His wife was leaving him—had left him—for another man, and business wasn’t all that hot, besides. You could forget those half-assed jokes about the mortuary business—everybody’s dying to get in, and all that crap. It might be true, more people dying all the time, but fewer of them came to Cristobal and Son for processing these days, and that meant cutting back on certain luxuries around the homestead. No bright, shiny Lincoln when the new year rolled around. Less money to impress the girls down at the Crazy Horse Saloon.

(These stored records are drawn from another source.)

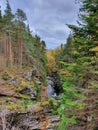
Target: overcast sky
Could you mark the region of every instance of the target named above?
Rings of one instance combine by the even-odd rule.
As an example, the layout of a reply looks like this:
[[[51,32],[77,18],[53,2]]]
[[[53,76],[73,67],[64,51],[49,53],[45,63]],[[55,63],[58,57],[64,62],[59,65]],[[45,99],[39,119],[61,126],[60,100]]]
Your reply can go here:
[[[22,9],[28,18],[33,35],[46,42],[48,49],[66,43],[70,30],[65,24],[76,24],[79,5],[75,0],[9,0],[12,11]],[[6,0],[0,0],[5,9]]]

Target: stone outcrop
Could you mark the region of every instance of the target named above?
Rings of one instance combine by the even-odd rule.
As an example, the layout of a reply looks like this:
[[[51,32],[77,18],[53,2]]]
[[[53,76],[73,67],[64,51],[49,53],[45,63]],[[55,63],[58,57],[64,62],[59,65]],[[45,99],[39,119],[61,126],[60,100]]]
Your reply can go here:
[[[0,110],[0,130],[45,130],[53,129],[59,124],[60,117],[51,113],[38,112],[18,113]]]
[[[21,94],[26,94],[31,97],[31,99],[36,99],[37,92],[33,89],[33,87],[25,87],[20,91]]]
[[[0,79],[0,130],[53,130],[60,117],[51,112],[42,77],[32,70],[9,73]]]

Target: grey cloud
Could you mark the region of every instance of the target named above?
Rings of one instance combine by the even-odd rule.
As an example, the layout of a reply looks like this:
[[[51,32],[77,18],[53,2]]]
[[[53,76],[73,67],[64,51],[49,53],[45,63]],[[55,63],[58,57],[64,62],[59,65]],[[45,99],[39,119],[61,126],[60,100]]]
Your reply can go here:
[[[4,5],[5,0],[0,0]],[[13,11],[26,12],[33,34],[45,40],[48,48],[65,43],[70,30],[65,24],[76,24],[79,5],[75,0],[9,0]]]

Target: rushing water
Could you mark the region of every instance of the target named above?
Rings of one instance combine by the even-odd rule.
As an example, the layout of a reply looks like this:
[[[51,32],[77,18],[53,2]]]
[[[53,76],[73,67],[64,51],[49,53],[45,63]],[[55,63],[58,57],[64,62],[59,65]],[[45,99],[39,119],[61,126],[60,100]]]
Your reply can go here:
[[[47,77],[47,92],[49,97],[56,97],[56,92],[53,88],[53,81],[51,80],[51,77]]]

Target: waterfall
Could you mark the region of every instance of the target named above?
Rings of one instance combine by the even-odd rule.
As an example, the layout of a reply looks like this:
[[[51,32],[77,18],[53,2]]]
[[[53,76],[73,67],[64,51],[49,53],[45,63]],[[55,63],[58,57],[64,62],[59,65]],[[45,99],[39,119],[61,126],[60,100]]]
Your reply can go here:
[[[53,88],[53,81],[51,80],[51,77],[47,77],[47,92],[49,97],[56,97],[56,92]]]

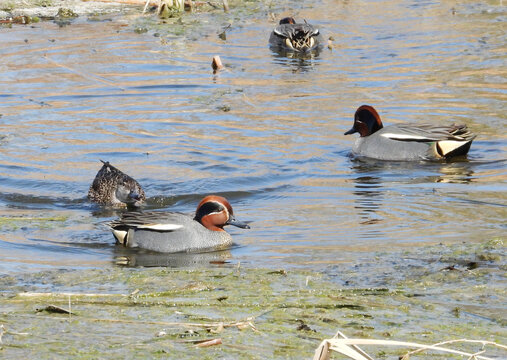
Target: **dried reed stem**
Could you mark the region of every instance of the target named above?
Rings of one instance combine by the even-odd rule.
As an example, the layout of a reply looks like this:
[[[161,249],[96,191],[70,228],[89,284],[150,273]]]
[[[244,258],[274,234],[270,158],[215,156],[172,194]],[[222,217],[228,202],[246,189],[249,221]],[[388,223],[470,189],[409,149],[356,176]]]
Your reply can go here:
[[[453,344],[453,343],[457,343],[457,342],[467,342],[467,343],[482,344],[483,347],[485,345],[492,345],[492,346],[496,346],[496,347],[499,347],[501,349],[507,350],[507,346],[501,345],[501,344],[497,344],[497,343],[495,343],[493,341],[457,339],[457,340],[442,341],[442,342],[439,342],[439,343],[436,343],[436,344],[433,344],[433,345],[429,345],[428,348],[420,348],[420,349],[409,351],[409,352],[407,352],[405,355],[403,355],[401,357],[401,360],[408,360],[408,358],[410,357],[410,355],[417,354],[419,352],[425,351],[425,350],[429,349],[432,346],[440,346],[440,345],[446,345],[446,344]],[[477,355],[482,354],[482,353],[483,353],[483,351],[480,351],[478,353],[470,354],[470,355],[474,356],[474,357],[477,357]]]
[[[486,357],[486,356],[480,356],[475,354],[470,354],[464,351],[460,350],[454,350],[439,346],[433,346],[433,345],[423,345],[413,342],[405,342],[405,341],[394,341],[394,340],[375,340],[375,339],[329,339],[324,340],[329,343],[329,348],[331,350],[337,351],[343,355],[346,355],[354,360],[366,360],[367,358],[361,355],[360,353],[356,352],[354,349],[352,349],[349,345],[387,345],[387,346],[407,346],[407,347],[415,347],[419,348],[421,350],[435,350],[435,351],[442,351],[446,353],[451,354],[457,354],[457,355],[463,355],[468,357],[473,357],[474,359],[481,359],[481,360],[494,360],[493,358]],[[481,340],[461,340],[466,342],[477,342],[477,343],[491,343],[495,344],[498,347],[506,348],[504,345],[496,344],[493,342],[487,342],[487,341],[481,341]],[[456,342],[456,341],[454,341]],[[322,347],[322,343],[319,346],[319,348]],[[314,359],[316,359],[314,357]],[[319,359],[319,358],[317,358]],[[320,360],[328,359],[328,357],[322,357]],[[402,357],[402,359],[408,359],[408,356]]]

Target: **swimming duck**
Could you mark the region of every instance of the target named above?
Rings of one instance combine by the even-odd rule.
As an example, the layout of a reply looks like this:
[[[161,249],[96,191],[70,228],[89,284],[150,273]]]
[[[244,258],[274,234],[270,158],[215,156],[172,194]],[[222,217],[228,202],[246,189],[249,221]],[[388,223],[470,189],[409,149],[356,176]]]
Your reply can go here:
[[[88,199],[112,207],[139,207],[146,200],[141,185],[107,161],[95,176],[88,190]]]
[[[280,20],[280,24],[269,37],[272,47],[292,50],[296,52],[309,52],[320,46],[322,42],[319,29],[308,24],[296,24],[292,17]]]
[[[360,106],[354,126],[358,132],[353,153],[381,160],[441,160],[466,155],[475,138],[466,125],[397,124],[384,127],[377,111]]]
[[[232,244],[225,225],[249,229],[234,218],[224,197],[206,196],[194,216],[178,212],[126,212],[110,223],[117,243],[126,247],[174,253],[219,250]]]

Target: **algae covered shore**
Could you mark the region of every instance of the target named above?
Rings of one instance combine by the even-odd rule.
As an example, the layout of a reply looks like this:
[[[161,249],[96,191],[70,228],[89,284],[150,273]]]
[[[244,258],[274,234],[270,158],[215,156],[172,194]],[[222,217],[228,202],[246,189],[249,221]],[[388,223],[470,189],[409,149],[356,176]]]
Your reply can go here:
[[[504,253],[503,242],[494,239],[379,253],[324,273],[218,262],[2,276],[0,354],[302,359],[338,330],[350,338],[505,344]],[[480,350],[477,344],[460,346]],[[380,359],[408,351],[365,350]],[[486,350],[493,358],[505,355]]]
[[[142,6],[118,2],[82,1],[82,0],[2,0],[0,1],[0,19],[29,16],[37,18],[55,18],[59,9],[67,9],[67,17],[93,14],[125,14],[139,11]]]

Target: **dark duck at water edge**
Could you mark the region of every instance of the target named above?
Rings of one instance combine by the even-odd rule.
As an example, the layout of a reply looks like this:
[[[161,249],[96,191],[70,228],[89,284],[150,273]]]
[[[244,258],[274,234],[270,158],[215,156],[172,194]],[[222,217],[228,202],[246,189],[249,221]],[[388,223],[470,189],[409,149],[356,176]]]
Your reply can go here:
[[[297,24],[294,18],[286,17],[273,30],[269,37],[269,45],[275,49],[300,53],[318,49],[322,44],[319,29],[306,21]]]
[[[141,185],[107,161],[95,176],[88,191],[88,199],[104,206],[137,208],[144,204],[146,195]]]
[[[250,228],[236,220],[229,201],[217,195],[202,199],[194,216],[133,211],[109,224],[118,244],[165,253],[225,249],[232,244],[231,235],[224,230],[226,225]]]
[[[360,106],[354,126],[345,135],[359,133],[352,153],[379,160],[445,160],[464,156],[475,136],[467,126],[396,124],[384,127],[377,111]]]

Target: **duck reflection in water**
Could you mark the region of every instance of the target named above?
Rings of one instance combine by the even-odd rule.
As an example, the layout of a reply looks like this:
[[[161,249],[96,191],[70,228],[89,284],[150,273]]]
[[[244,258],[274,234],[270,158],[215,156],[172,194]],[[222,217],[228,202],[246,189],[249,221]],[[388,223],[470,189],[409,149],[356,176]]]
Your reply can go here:
[[[468,161],[447,163],[428,162],[392,162],[369,158],[354,158],[352,169],[357,172],[354,178],[354,202],[363,227],[361,237],[381,238],[389,232],[385,224],[387,218],[405,222],[405,205],[399,202],[399,196],[416,186],[437,183],[465,184],[473,181],[473,170]],[[438,185],[430,186],[435,191]],[[404,191],[405,189],[405,191]],[[447,191],[447,188],[446,188]],[[405,203],[406,198],[403,200]],[[397,206],[396,203],[402,204]],[[401,218],[400,218],[401,216]],[[408,215],[407,215],[408,216]],[[375,226],[381,223],[382,226]]]
[[[384,191],[380,178],[376,176],[359,176],[354,179],[355,209],[359,211],[361,225],[372,225],[382,222],[384,218],[379,214],[384,200]],[[367,229],[365,237],[380,236],[380,231]]]
[[[456,183],[474,181],[474,163],[466,157],[455,157],[445,162],[384,161],[351,155],[353,169],[361,173],[375,173],[381,178],[396,178],[406,183]],[[378,178],[381,181],[380,178]]]
[[[292,70],[293,73],[305,73],[315,69],[319,64],[316,61],[318,53],[311,53],[308,55],[294,54],[289,52],[273,52],[274,63],[286,66]]]
[[[441,164],[440,175],[434,177],[434,182],[450,184],[467,184],[474,181],[472,163],[469,161],[453,161]]]
[[[199,253],[159,253],[116,246],[114,264],[126,267],[188,267],[225,264],[232,258],[229,250]]]

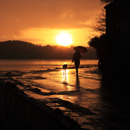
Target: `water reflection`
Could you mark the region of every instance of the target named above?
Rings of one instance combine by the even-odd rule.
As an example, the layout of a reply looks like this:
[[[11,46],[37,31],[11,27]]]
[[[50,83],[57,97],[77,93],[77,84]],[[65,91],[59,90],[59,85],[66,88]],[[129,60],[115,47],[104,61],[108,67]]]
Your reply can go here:
[[[74,76],[74,75],[72,75],[72,73],[68,69],[62,70],[61,72],[62,72],[62,83],[63,84],[68,85],[69,83],[75,83],[76,87],[80,87],[78,73],[76,73],[76,76]]]
[[[76,90],[80,91],[80,81],[79,81],[78,73],[76,73]]]
[[[63,84],[67,84],[68,83],[68,69],[63,69],[62,70],[62,82]]]

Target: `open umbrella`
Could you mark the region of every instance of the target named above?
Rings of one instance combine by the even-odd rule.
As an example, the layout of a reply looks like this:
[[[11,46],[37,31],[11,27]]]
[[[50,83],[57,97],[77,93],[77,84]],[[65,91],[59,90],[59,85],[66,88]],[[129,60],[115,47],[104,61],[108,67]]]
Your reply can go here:
[[[76,46],[76,47],[74,47],[74,50],[76,51],[76,50],[79,50],[79,52],[80,53],[85,53],[85,52],[87,52],[87,49],[85,48],[85,47],[83,47],[83,46]]]

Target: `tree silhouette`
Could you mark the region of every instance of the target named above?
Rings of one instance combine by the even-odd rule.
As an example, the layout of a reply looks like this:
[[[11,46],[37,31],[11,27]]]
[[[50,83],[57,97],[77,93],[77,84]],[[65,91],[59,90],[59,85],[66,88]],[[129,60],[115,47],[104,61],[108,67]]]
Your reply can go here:
[[[96,49],[97,57],[99,61],[103,61],[106,57],[106,35],[103,34],[100,37],[94,37],[88,42],[89,46]]]
[[[113,49],[106,34],[92,38],[88,44],[96,49],[96,54],[99,59],[99,69],[110,71],[113,63]]]
[[[113,2],[114,0],[100,0],[102,3],[110,3]]]
[[[114,0],[100,0],[101,3],[109,4],[110,2],[113,2]],[[100,32],[100,34],[104,34],[106,32],[106,13],[105,9],[102,9],[102,12],[97,16],[96,18],[96,25],[94,25],[92,28]]]
[[[106,14],[105,14],[105,10],[104,9],[98,15],[96,20],[97,20],[97,23],[92,28],[95,31],[100,32],[100,34],[104,34],[106,32]]]

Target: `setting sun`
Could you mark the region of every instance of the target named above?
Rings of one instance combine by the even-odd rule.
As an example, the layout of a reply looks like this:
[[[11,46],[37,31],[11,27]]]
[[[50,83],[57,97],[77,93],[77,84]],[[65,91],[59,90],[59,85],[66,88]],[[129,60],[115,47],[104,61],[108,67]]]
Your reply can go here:
[[[56,37],[56,42],[62,46],[68,46],[72,44],[72,38],[67,33],[61,33]]]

But he had more important problems now.
The Hardy deal had been his father’s contract; that much of his story to the FBI man had been true. There was a catch, of course: the clause demanding secrecy forever. He had blown it, frightened by the talk of prison and obstructing justice, giving up more than he should have to a total stranger.
He couldn’t take the words back now, but he could try to mitigate the damage. Make a call. Spread the alarm. The desk had been his father’s, but the old man hardly would have recognized it, sanded and refinished to a satin shine. The lower right-hand drawer was locked. Inside it, to the back, a smallish metal strongbox, also locked. Two separate keys were required to access the ancient, address book.

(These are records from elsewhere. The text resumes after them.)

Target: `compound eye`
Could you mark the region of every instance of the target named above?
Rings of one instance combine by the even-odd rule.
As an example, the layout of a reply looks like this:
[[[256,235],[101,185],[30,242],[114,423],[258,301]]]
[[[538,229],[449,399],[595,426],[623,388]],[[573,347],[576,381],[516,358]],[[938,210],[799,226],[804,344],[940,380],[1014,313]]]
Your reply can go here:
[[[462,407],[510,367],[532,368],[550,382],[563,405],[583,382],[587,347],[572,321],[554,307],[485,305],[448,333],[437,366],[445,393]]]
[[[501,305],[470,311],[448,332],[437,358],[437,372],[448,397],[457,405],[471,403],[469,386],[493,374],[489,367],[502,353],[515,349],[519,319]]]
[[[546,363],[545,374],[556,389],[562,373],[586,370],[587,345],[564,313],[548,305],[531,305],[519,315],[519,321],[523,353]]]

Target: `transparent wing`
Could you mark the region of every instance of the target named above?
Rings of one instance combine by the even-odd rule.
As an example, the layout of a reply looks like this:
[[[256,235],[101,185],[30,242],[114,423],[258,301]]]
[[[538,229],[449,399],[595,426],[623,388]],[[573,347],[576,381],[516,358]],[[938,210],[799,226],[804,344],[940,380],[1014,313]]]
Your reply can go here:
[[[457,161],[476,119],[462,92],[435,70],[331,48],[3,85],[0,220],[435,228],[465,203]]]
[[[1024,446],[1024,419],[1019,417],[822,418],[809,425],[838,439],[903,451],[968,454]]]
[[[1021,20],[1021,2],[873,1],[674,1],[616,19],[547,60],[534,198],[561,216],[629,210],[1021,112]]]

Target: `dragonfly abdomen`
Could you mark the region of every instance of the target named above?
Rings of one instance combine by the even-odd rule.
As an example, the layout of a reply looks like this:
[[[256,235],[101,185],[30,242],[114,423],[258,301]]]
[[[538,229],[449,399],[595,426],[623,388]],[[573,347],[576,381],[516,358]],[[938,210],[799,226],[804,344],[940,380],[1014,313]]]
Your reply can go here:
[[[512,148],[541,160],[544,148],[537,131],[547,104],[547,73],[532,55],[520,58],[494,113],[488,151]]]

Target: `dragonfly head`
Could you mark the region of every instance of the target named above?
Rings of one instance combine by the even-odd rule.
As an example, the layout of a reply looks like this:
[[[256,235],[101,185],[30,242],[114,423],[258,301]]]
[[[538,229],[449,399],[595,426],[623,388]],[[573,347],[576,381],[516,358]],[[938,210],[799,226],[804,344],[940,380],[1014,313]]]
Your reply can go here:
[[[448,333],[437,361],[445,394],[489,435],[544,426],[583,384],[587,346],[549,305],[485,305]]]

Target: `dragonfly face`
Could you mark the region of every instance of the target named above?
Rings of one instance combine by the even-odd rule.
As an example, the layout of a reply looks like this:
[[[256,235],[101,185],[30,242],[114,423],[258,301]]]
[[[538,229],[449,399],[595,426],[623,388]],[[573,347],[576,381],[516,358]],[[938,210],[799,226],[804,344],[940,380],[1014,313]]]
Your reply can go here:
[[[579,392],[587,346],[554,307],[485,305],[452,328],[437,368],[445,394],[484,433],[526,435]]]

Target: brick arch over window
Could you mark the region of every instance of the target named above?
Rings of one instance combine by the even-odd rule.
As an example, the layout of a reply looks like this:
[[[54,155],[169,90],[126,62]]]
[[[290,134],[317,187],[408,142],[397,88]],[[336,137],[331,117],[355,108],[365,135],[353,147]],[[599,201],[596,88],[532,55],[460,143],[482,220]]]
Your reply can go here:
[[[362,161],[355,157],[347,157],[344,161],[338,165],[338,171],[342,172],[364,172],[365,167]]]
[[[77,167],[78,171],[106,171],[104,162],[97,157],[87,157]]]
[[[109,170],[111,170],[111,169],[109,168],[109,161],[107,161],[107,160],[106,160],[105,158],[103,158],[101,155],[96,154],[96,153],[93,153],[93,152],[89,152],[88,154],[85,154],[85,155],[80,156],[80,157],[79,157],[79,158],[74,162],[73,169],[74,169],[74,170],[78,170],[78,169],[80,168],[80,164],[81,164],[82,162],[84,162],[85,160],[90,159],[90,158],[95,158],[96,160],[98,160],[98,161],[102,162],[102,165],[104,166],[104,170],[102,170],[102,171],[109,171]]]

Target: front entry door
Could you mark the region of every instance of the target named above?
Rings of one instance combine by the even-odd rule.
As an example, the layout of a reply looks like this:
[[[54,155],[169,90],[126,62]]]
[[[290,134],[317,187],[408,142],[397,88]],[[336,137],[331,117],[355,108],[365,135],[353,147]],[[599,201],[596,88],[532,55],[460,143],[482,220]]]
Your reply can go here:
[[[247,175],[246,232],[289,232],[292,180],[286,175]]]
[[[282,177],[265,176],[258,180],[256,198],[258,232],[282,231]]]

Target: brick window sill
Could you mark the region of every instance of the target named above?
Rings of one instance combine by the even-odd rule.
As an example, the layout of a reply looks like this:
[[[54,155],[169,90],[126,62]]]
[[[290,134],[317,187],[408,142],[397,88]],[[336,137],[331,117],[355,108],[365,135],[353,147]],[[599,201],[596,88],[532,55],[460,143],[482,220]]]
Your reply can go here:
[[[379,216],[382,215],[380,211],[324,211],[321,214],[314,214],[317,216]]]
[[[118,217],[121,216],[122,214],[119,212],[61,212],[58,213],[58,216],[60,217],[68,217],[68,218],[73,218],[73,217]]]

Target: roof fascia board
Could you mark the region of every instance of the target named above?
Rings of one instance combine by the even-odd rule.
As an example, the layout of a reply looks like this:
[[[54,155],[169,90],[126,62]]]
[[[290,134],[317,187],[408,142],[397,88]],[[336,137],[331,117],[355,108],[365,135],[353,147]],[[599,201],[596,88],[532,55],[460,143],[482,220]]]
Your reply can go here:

It was a weird sensation, thumbing through those pages, reading names of people long since dead and gone. His father’s friends, a handful of the relatives he seldom heard from anymore.
And business contacts.
Near the back, a name. The phone number beside it had been scratched out and corrected half a dozen times. They made a point of checking in, every five or six years. The voices varied, and the number changed with every call, but letting Cristobal keep track of them was not the point. He understood that they were keeping track of him. It had been more than thirty years, for God’s sake, and the bastards never let it go. They weren’t forgetting anything.
Not ever.
Yuli’s hand was on the telephone receiver when he caught himself. The FBI was in it now, and that meant someone could have tapped his phone. He couldn’t place the call from home.
But what if they were watching him, as well? Departure from the house just now would look suspicious. They might follow him, perhaps observe him if he used a public telephone.
They couldn’t hear him, though, he told himself.